I respond late to offer a link (that's hidden on the second page of this thread) that I think presents that argument I was trying to make better than I managed to: https://physics.stackexchange.com/questions/370446/is-randal.... I thought the comments on the answer were a helpful reframing of the problem.


"Appeal to authority" is a fallacious rhetorical tactic only in an extraordinarily rigorous epistemological context, in which all truths need to be established from first principles. In practice, especially given the information asymmetry between the people that have devoted rigorous study to a thing and the people that think they know about it because making computers do things means they're smart (which is an intellectual pathology that I think ought to bother anyone who cares about the process of modeling physical phenomena accurately and honestly, even if it doesn't bother you), an argument like "physicists uniformly agree on this physical property" is a perfectly adequate assertion in favor of the claims made in the article. It would for sure be bolstered by the inclusion of sources, but you have to admit that you're throwing away a lot of relevant information towards the end of supporting your intuitive sense about how the optics here work. It's not impossible, in the absence of an argument from first principles to counter, that you're correct and that people who have formally studied physics and/or are familiar with the literature are wrong or misguided, but it sure isn't the most likely case by a wide margin. In that context, your certainty ("I don't think the details of his argument can be [correct]") seems much less well-founded.

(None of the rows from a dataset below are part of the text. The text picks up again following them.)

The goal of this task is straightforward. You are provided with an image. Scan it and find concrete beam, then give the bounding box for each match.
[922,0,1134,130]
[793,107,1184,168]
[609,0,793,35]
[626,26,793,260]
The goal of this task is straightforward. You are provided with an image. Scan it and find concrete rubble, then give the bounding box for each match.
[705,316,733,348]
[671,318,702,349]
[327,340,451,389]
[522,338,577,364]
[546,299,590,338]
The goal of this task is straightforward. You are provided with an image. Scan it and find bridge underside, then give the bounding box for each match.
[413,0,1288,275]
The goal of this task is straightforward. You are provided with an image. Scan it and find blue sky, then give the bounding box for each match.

I agree on most of your points. There is nothing inherently wrong with an appeal-to-authority in this case. If any substantial number of "reliable" physicists have looked at this problem, and if they unanimously agree that there is no way to concentrate light reflected from an object to produce a temperature greater than that object, then my intuition is almost definitely wrong and their conclusion is almost definitely right.

The nice part about physics though (like Munroe, I was also an undergraduate physics major) is that in simple cases like this, a suitable expert can usually defend their position with an argument comprehensible to a nonspecialist outsider. My doubt in this case is not that the experts are wrong, but that the experts haven't actually looked at the details of Munroe's argument and stamped it as "approved".

I think the part I find "offensive" is that CydeWeys is not claiming to be an expert himself, but is claiming to have certainty in what the experts believe. I don't know exactly why I find this offensive, but I do. And yes, this may be a problem with me, and not with CydeWeys' argument. I would not be offended in the same way by someone claiming "I am an expert and I approve this argument". Still, my question to him is genuine: what gives him this certainty?